July 31, 2024
Summary: in this tutorial, you will learn how to check uses of temporary files in PostgreSQL.
Table of Contents
Introduction
As you perhaps know certain operations (such as a sort or hash table) in PostgreSQL can create temporary files. These files are created when operation done by PostgreSQL backend needs to use more memory than it can use, due to limits of work_mem. Sort operations are used for ORDER BY
, DISTINCT
, and merge joins. Hash tables are used in hash joins, hash-based aggregation, result cache nodes and hash-based processing of IN
subqueries.
Example
First, we can set work_mem to a small size, like 1MB:
SET work_mem = 1MB;
Let’s do something that fits in this amount of RAM (1MB), it will not use temp files:
EXPLAIN analyze SELECT COUNT(*) FROM (SELECT random() AS i FROM generate_series(1,1000) ORDER BY i) AS x;
QUERY PLAN
--------------------------------------------------------------------------------------------------------------------------------─
Aggregate (cost=77.33..77.34 rows=1 width=0) (actual time=1.308..1.308 rows=1 loops=1)

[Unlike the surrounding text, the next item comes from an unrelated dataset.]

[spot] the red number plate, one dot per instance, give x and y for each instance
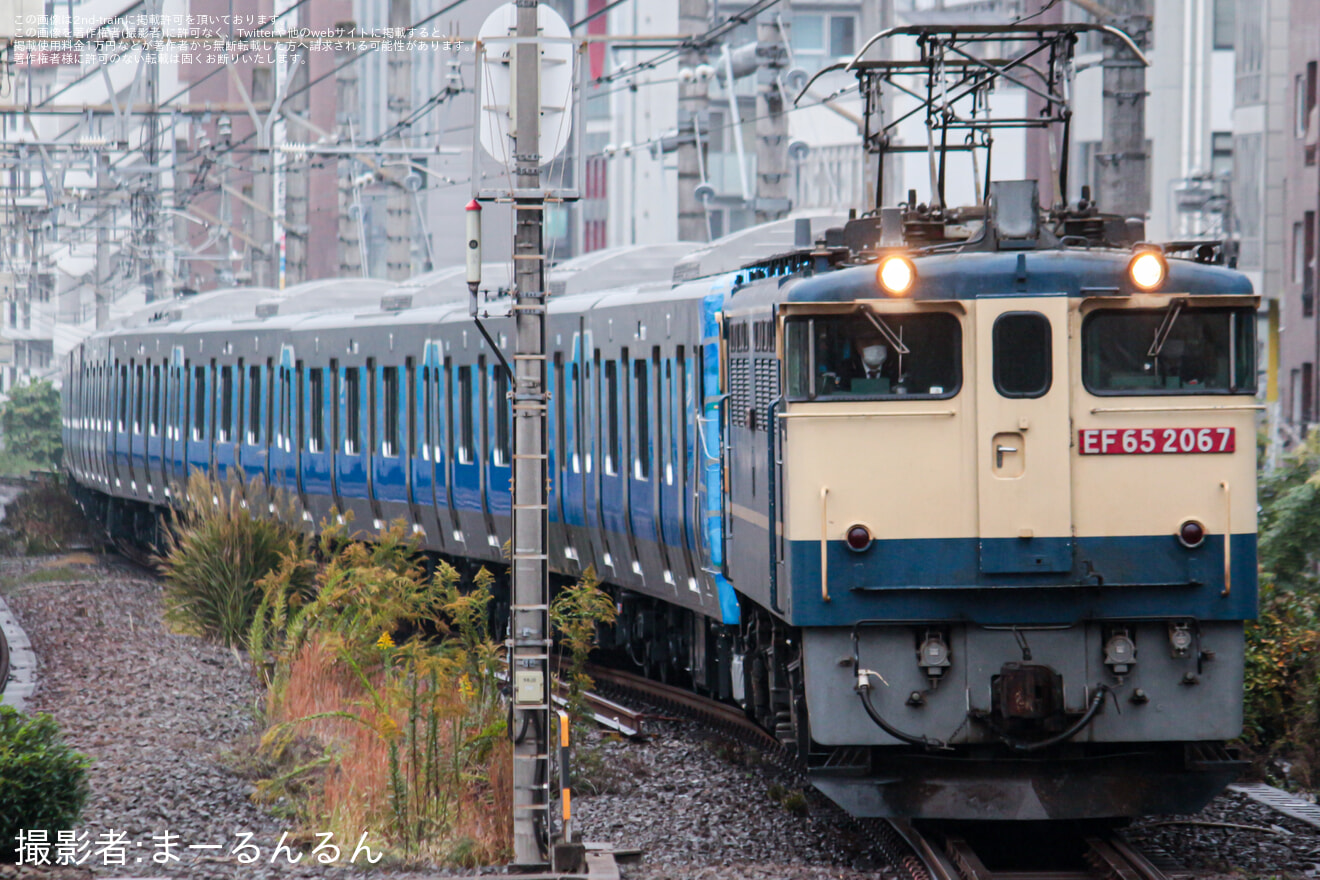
(1139, 441)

-> Sort (cost=62.33..64.83 rows=1000 width=0) (actual time=1.099..1.244 rows=1000 loops=1)
Sort Key: (random())
Sort Method: quicksort Memory: 71kB
-> Function Scan ON generate_series (cost=0.00..12.50 rows=1000 width=0) (actual time=0.184..0.380 rows=1000 loops=1)
Total runtime: 1.449 ms
(6 rows)
As you can see sort used only RAM, but when we do something more demanding, it changed:
EXPLAIN analyze SELECT COUNT(*) FROM (SELECT random() AS i FROM generate_series(1,20000) ORDER BY i) AS x;
QUERY PLAN
----------------------------------------------------------------------------------------------------------------------------------─
Aggregate (cost=77.33..77.34 rows=1 width=0) (actual time=31.668..31.669 rows=1 loops=1)

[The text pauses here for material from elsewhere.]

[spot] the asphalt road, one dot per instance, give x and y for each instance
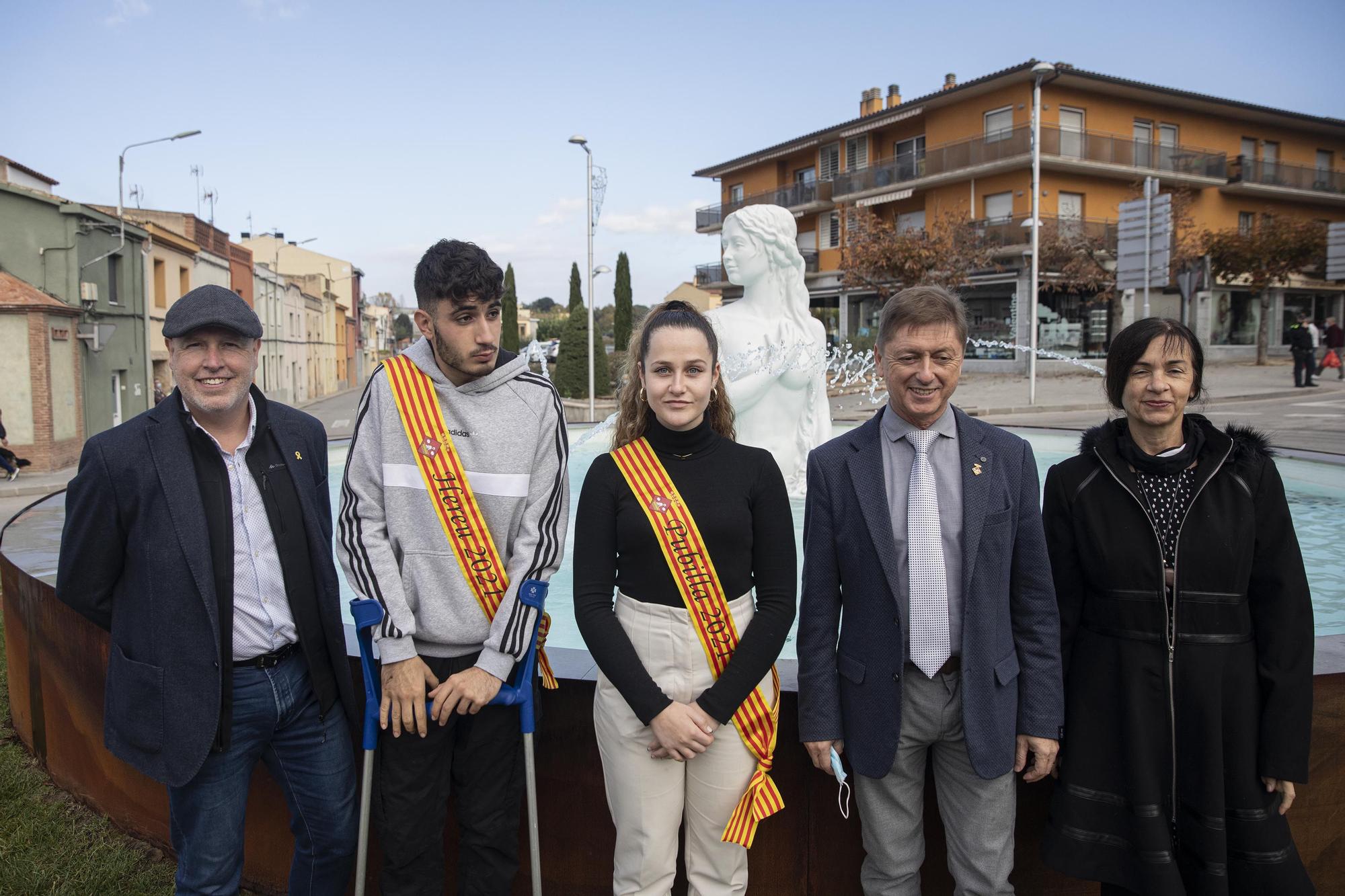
(1312, 420)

-> Sort (cost=62.33..64.83 rows=1000 width=0) (actual time=27.529..30.368 rows=20000 loops=1)
Sort Key: (random())
Sort Method: external merge Disk: 352kB
-> Function Scan ON generate_series (cost=0.00..12.50 rows=1000 width=0) (actual time=4.822..10.117 rows=20000 loops=1)
Total runtime: 32.248 ms
(6 rows)
Let’s check the PostgreSQL logs:
LOG: temporary file: path "base/pgsql_tmp/pgsql_tmp22791.1", size 360448
STATEMENT: EXPLAIN analyze SELECT COUNT(*) FROM (SELECT random() AS i FROM generate_series(1,20000) ORDER BY i) AS x;
LOG: temporary file: path "base/pgsql_tmp/pgsql_tmp22791.0", size 280000
STATEMENT: EXPLAIN analyze SELECT COUNT(*) FROM (SELECT random() AS i FROM generate_series(1,20000) ORDER BY i) AS x;
LOG: duration: 32.506 ms statement: EXPLAIN analyze SELECT COUNT(*) FROM (SELECT random() AS i FROM generate_series(1,20000) ORDER BY i) AS x;
As shown above, the explain analyze showed just part of temp file usage, my assumption is that PostgreSQL used first 352kB of temp file, and then rewrote it to 280kB of file, but at the same time it removed the 352 kB file – so explain shows peak usage, not total usage.

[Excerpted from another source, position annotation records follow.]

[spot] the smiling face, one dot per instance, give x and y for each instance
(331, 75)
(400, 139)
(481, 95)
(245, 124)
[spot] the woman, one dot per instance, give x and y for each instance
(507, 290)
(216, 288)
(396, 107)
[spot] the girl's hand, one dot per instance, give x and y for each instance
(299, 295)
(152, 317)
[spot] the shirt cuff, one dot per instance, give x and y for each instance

Query the pg_stat_database view
You can see database-level statistics in the view pg_stat_database
, which have temp_files
and temp_bytes
. These two columns are of incredible importance because they will tell you whether your database has to write temporary files to disk, which will inevitably slow down operations. What can be the reasons for high temporary file usage? The major reasons are as follows:
- Poor settings: If your work_mem settings are too low, there is no way to do anything in RAM, and therefore PostgreSQL will go to disk.
- Stupid operations: It happens quite frequently that people torture their system with fairly expensive and pointless queries. If you see many temporary files on an OLTP system, consider checking for expensive queries.
- Indexing and other administrative tasks: Once in a while, indexes may be created or people may run DDLs. These operations can lead to temporary file I/O but are not necessarily considered a problem (in many cases).
In short, temporary files can occur, even if your system is perfectly fine. However, it definitely makes sense to keep an eye on them and ensure that temporary files are not needed frequently. We can check uses of temporary files using the following query:
SELECT temp_files, temp_bytes FROM pg_stat_database
WHERE datname = current_database();
Once you’ve found very high temporary file usage, you can locate the queries caused temp file usage to optimize them.